Targeting yes-associated protein to overcome imatinib resistance in gastrointestinal stromal tumor drug-tolerant persister cells.

Background: The tyrosine kinase inhibitor (TKI) imatinib targets KIT and PDGFRA, offering significant therapeutic benefits in advanced gastrointestinal stromal tumors (GISTs). However, the high rate of recurrence following treatment discontinuation suggests that drug-tolerant persister cells (DTPs) may contribute to therapy resistance. Elucidating the mechanisms underlying DTP survival is critical for the development of curative strategies. This study aimed to investigate the role of yes-associated protein (YAP) in DTP survival and to evaluate the efficacy of combining imatinib with YAP inhibitors as a potential therapeutic approach.
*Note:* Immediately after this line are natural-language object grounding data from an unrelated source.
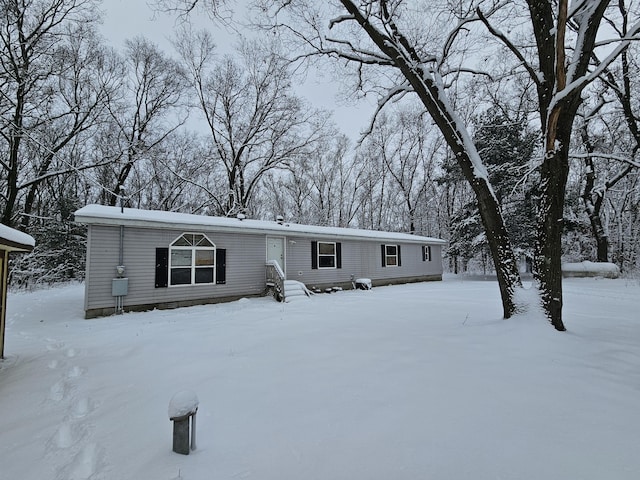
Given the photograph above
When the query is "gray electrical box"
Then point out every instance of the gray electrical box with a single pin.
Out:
(119, 287)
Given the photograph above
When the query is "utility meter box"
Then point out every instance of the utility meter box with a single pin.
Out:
(119, 287)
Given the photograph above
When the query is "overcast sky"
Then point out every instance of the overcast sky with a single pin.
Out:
(124, 19)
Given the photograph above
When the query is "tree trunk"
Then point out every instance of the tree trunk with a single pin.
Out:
(548, 249)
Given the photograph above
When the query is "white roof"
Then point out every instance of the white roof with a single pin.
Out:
(15, 239)
(103, 215)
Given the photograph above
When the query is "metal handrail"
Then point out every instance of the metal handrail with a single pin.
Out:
(275, 276)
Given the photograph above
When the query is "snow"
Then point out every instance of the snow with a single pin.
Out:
(410, 381)
(100, 214)
(15, 236)
(185, 402)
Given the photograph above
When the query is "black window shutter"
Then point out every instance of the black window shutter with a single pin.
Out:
(221, 265)
(314, 255)
(162, 267)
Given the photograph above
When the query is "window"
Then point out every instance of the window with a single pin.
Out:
(326, 255)
(192, 260)
(391, 256)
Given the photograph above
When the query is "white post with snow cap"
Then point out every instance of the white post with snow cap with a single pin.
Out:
(183, 405)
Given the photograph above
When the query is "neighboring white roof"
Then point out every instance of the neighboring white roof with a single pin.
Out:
(16, 239)
(102, 215)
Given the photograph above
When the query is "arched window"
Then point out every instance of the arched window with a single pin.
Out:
(192, 258)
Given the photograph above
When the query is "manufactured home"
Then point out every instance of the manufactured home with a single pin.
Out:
(141, 259)
(11, 240)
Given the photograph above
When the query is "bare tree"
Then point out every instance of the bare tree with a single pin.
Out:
(52, 88)
(554, 48)
(402, 141)
(149, 108)
(256, 123)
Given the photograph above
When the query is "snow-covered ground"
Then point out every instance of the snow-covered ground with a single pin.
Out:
(421, 381)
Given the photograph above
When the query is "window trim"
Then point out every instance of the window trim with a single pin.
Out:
(387, 256)
(334, 255)
(193, 267)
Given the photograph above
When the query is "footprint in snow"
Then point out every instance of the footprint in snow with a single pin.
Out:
(52, 347)
(67, 435)
(85, 465)
(75, 372)
(58, 391)
(72, 352)
(82, 407)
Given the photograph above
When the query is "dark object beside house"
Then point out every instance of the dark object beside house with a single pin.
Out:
(11, 240)
(175, 259)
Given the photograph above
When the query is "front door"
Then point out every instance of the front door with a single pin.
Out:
(275, 250)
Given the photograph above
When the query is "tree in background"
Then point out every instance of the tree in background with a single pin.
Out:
(421, 53)
(147, 110)
(54, 82)
(256, 123)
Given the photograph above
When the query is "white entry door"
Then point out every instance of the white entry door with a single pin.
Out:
(275, 250)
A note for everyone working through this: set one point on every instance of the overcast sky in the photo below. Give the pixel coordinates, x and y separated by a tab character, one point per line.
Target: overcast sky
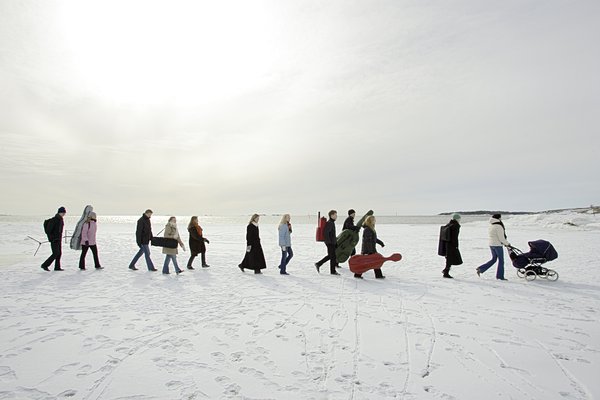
235	107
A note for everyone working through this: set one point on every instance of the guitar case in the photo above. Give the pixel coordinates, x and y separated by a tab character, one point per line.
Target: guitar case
360	264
Methods: Imatinib-sensitive GIST cell lines were treated with imatinib to generate DTPs. YAP activity was assessed via western blotting, fluorescence immunostaining, and nuclear-cytoplasmic fractionation. Proliferation and apoptosis assays were conducted to evaluate sensitivity to YAP inhibitors, such as verteporfin. Xenograft mouse models were used to assess the efficacy of combination therapy with imatinib and verteporfin.

Results: DTPs exhibited increased nuclear localization and activity of YAP, which was reversible upon imatinib withdrawal. YAP inhibitors reduced nuclear YAP levels and showed greater efficacy in DTPs than in parental cells. Combination therapy with imatinib and verteporfin significantly suppressed DTP proliferation and induced apoptosis in vitro. In xenograft models, the combination therapy delayed tumor regrowth after treatment cessation compared to imatinib monotherapy.

Conclusions: YAP activity was elevated in GIST DTPs, and YAP inhibitors effectively suppressed this activity. The combination of imatinib and YAP inhibitors enhanced tumor growth suppression. These findings underscore the pivotal role of YAP in DTP survival and demonstrate the therapeutic potential of combining imatinib with YAP inhibitors.